Assignment 4: Variational Autoencoders
Discussion: May 13th
Deadline: May 12th, 23:59
In this assignment, we will implement a variational autoencoder (VAE).
Implementing a VAE
From an implementation standpoint, a VAE is pretty much just an autoencoder with
a stochastic encoder and a regularized latent space. As such, you might want to
proceed as follows:
- Build an autoencoder. Use any dataset/model of your choice.
- Add stochasticity in the last encoder layer. With the common choice of a
Gaussian distribution, this just means splitting the layer into two parts, one
of which generates means, the other variances. Then you use these values to take
Gaussian samples. You can use
tf.random.normal
for this – take samples from a standard normal distribution, multiply
with the standard deviation and add the mean. Be careful with the layer that
generates stds/variances; think about what value range these can be in and what
value range your layer returns. That is, choose a sensible activation function!
- Add a regularizer term to the reconstruction loss, corresponding to the KL-divergence.
The exact form of this for the Gaussian case can be found in many available
tutorials, implementations as well as the original paper.
You will likely find many VAE implementations around the web.
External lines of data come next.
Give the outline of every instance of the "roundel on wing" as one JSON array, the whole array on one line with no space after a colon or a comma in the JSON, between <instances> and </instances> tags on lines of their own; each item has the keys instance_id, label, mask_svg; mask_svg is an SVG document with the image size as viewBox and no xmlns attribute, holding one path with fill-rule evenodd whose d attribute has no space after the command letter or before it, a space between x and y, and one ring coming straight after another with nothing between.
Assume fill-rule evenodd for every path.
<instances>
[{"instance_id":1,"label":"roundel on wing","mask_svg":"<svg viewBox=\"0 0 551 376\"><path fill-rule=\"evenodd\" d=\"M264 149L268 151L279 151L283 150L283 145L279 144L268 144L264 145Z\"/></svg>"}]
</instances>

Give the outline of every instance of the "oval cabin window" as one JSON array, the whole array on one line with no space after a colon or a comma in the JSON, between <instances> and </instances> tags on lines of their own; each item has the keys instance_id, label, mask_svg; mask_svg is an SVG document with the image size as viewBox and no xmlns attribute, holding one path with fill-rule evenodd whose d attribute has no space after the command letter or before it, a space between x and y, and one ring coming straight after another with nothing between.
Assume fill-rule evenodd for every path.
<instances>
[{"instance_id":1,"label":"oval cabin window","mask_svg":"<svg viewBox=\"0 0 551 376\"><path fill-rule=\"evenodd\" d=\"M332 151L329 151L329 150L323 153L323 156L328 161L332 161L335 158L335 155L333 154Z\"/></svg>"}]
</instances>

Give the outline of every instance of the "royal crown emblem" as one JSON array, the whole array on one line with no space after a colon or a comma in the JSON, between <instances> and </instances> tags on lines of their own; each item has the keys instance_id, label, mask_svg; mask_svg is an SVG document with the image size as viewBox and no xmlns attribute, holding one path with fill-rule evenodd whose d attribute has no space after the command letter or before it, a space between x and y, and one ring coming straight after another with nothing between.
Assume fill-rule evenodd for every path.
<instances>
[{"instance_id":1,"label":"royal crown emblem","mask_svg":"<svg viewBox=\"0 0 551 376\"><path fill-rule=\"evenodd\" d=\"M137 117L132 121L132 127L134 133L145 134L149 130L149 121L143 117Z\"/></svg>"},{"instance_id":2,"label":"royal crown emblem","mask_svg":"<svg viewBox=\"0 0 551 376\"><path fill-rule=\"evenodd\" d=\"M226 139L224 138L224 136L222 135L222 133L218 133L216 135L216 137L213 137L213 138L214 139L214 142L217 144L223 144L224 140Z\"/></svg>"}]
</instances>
Feel free to use
these for “inspiration”, but make sure you understand what you are doing! In particular,
here are some technicalities to pay special attention to:
- Choose your reconstruction loss carefully. Recall the discussion from the first
exercise (second part of Assignment 0). The loss needs to correspond to the negative
log-likelihood of the data conditioned on the latents, which will depend on how you choose to parameterize it.
If you just pick “some” loss, you might not have an actual variational autoencoder.
- One particularly devious issue comes up when using Keras losses like
BinaryCrossentropy
or MeanSquaredError.
By default, this will compute a per-pixel loss and then average over all pixels.
However, in this case we should sum over pixels since:
- We make the assumption that pixels are independent.
- With independence, the image probability becomes the product of pixel probabilities.
- Since we use log probabilities, this becomes the sum of log probabilities.
- Normally it doesn’t matter much if we sum or average over pixels, since if the number of
pixels is always the same, this is a constant factor. However in this case it matters a lot,
since averaging over pixels would make the loss much smaller relative to the KL
divergence term, and this will screw up the learning.
- Regarding the above issue, depending on the details of the data, loss function etc.
you might need to scale down the regularizer significantly (by multiplying
with a number much smaller than 1) to achieve any learning at all. A typical
sign of “overregularization” is when all reconstructions look the same (often like
some kind of average of all images).
On the other hand, scaling it up can also help to achieve better samples.
Strictly speaking, adding a scaling parameter implements a beta-VAE.
- In your KL loss (and throughout the rest of your program), pay special
attention to where you need the variance, the log variance,
standard deviation, log standard deviation etc. Depending on how you parameterize
it with your model, you will need different kinds of conversions here.
Train your VAE and generate some samples, perhaps trying out multiple
architectures and datasets. Think about the following issues:
- In case you ran into the aforementioned problem and your VAE refused to
reconstruct anything, forcing you to tone down the regularizer: Why do you think
this happens? Even if you don’t run into this issue, think about why the VAE
regularization might be a particularly troublesome one.
- How can you check whether the regularization was “successful”? Try your method
of choice on your own model(s).
- Compare VAE reconstructions with those of a normal autoencoder. They will
likely be significantly more blurry. Why does this happen? Aside from that, why
does blurriness tend to already be an issue in “normal” AEs?